I didn’t bother to explain why it is needed at all. I don’t know any besides that it’s useful information, which is enough, isn’t it? And it stays useful when e.g. restarting a laptop, thus persisting it.
Just checked it. The 1 minute periodic lastSeen is written even if no Web UI is open. I will check anything-sync-daemon (which seems to be just a bash script) this weekend as it looks very promising!
I have now tested the mechanisms of anything-sync-daemon. In fact, I did not test the script itself but simulated its main tasks (tmpfs, overlayfs, sync) manually on the command line to see if/how it works. To sum it up, it seems to be a viable workaround, although I would probably write an own script which does some things differently (zram instead of tmpfs, maybe mergerfs instead of overlayfs, …will see). So thanks a lot for this recommendation!

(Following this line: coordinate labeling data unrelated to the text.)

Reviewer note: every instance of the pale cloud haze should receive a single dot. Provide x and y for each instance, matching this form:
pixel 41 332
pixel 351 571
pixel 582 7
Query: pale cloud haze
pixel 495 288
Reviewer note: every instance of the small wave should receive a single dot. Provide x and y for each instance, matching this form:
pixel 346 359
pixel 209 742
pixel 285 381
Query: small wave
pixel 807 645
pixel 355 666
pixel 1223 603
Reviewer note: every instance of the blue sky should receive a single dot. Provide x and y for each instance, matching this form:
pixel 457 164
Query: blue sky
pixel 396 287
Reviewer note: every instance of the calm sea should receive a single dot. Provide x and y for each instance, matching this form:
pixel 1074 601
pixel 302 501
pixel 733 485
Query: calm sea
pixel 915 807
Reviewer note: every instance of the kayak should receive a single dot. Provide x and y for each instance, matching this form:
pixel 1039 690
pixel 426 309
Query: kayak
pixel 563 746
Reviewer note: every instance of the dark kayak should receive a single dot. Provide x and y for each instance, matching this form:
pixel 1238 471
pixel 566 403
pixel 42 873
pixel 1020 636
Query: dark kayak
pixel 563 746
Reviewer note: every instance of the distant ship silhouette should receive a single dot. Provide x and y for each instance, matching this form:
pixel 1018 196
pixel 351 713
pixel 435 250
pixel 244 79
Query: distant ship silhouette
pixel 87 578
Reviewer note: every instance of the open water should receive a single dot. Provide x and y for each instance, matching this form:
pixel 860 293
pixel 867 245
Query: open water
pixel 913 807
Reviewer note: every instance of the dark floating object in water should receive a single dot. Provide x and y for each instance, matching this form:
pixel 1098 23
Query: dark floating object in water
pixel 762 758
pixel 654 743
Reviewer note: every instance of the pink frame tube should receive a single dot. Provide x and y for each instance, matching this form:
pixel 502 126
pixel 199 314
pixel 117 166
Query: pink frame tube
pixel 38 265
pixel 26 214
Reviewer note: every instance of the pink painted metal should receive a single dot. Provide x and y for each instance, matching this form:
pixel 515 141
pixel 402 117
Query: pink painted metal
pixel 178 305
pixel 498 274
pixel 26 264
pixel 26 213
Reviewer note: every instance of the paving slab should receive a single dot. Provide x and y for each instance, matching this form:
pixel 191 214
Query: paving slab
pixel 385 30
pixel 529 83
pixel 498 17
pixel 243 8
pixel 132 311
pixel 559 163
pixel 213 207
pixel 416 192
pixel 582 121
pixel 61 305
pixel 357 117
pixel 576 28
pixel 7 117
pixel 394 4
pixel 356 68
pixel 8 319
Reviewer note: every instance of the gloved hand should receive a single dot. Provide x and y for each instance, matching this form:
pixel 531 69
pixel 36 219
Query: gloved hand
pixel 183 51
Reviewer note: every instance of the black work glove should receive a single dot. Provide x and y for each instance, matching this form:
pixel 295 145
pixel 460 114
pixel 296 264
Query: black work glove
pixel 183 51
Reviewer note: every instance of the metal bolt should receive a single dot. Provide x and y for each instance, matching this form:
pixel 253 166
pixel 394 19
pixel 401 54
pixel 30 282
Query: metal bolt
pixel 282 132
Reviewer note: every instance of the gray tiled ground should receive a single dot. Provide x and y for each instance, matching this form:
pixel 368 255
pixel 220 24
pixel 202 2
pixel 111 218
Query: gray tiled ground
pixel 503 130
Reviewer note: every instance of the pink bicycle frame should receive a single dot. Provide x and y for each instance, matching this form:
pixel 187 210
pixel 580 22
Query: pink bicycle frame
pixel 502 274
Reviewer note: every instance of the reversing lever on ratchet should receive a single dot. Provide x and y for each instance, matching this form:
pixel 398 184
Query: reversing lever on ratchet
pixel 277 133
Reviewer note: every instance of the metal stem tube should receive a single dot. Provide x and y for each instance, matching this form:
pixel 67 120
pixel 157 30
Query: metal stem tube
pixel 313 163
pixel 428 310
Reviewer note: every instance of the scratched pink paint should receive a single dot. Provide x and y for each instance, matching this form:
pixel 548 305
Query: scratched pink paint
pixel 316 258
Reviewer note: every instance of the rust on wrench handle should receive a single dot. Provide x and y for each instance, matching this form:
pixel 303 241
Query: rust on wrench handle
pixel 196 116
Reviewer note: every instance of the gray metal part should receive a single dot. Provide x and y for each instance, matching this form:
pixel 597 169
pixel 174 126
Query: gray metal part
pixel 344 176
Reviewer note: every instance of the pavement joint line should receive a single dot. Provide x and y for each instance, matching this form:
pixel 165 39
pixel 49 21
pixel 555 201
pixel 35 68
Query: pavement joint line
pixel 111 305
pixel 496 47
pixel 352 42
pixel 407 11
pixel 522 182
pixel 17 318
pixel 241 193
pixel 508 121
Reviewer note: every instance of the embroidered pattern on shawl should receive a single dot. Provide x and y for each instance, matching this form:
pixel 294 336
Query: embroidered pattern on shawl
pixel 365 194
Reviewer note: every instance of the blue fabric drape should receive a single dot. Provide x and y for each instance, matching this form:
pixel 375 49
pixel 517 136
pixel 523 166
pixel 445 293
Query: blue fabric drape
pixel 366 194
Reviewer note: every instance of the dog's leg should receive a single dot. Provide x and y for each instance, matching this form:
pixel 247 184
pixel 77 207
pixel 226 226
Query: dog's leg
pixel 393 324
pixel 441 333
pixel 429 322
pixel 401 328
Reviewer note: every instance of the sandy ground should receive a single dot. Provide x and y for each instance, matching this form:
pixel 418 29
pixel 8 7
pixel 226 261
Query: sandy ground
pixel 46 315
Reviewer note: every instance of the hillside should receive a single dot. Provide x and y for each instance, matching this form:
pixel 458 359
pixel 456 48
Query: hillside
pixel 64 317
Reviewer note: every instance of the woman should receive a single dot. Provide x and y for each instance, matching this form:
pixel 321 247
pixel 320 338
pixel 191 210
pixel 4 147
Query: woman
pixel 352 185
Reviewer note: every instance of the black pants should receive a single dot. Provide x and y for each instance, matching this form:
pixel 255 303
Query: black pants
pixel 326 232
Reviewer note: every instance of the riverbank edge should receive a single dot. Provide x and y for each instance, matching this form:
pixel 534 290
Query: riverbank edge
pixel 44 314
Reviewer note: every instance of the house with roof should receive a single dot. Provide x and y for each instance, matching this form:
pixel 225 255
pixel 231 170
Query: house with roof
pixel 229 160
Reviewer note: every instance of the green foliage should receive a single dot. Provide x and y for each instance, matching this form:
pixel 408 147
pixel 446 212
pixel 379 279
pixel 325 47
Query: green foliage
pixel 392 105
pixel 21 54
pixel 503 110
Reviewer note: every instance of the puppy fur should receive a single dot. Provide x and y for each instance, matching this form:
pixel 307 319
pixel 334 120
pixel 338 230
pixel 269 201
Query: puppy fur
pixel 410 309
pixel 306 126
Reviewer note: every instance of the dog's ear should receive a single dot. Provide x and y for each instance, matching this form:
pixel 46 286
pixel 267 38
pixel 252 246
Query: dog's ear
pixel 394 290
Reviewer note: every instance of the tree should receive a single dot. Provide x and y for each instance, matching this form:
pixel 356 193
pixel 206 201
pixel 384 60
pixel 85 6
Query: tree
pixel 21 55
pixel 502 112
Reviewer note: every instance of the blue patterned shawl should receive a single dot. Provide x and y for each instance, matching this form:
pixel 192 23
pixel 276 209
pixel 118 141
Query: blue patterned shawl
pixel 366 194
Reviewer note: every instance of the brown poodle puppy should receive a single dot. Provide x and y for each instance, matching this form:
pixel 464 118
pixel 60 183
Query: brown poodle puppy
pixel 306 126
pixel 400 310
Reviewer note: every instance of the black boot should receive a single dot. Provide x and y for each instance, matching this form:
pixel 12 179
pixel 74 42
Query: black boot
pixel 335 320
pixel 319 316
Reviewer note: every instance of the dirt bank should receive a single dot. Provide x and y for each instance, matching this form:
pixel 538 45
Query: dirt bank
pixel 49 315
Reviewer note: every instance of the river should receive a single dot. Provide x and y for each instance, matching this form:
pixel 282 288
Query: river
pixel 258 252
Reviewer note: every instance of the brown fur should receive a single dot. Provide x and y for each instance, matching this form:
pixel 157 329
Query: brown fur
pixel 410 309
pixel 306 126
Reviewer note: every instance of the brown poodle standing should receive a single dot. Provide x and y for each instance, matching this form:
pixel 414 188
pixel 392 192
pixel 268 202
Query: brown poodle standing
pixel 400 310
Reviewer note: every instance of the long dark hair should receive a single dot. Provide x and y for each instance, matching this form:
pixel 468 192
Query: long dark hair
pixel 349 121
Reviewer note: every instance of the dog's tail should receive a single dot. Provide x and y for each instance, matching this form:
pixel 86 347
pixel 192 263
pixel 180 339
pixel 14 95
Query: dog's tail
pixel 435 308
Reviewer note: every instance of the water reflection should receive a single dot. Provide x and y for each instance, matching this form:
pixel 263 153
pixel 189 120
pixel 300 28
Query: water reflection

Nevertheless: This is all just a workaround for handling the symptoms. Is there any chance that there will be a way to deal with the root cause and get rid of these permanent database writes?
IMHO your usecase is valid as syncthing is also ment to be run on raspberry pis and NAS systems and those writes are not good for both of them. I’d open an issue.
If someone wants to optimize this to only do the writes in question on connection changes and shutdown that sounds fine. However I don’t think avoiding one write per minute is a use case, and I think the corresponding “it will wear out my disk” worries are overblown. To let spinning disks spin down you’ll probably also be chasing periodic reads for quite a while…
What do I have to do in order to have this addressed (I know that it won’t be top priority)?
You may want to open a feature request on GitHub to have a record somewhere. However, unless someone decides to work on the feature/improvement specifically, then there likely won’t be any changes in this respect.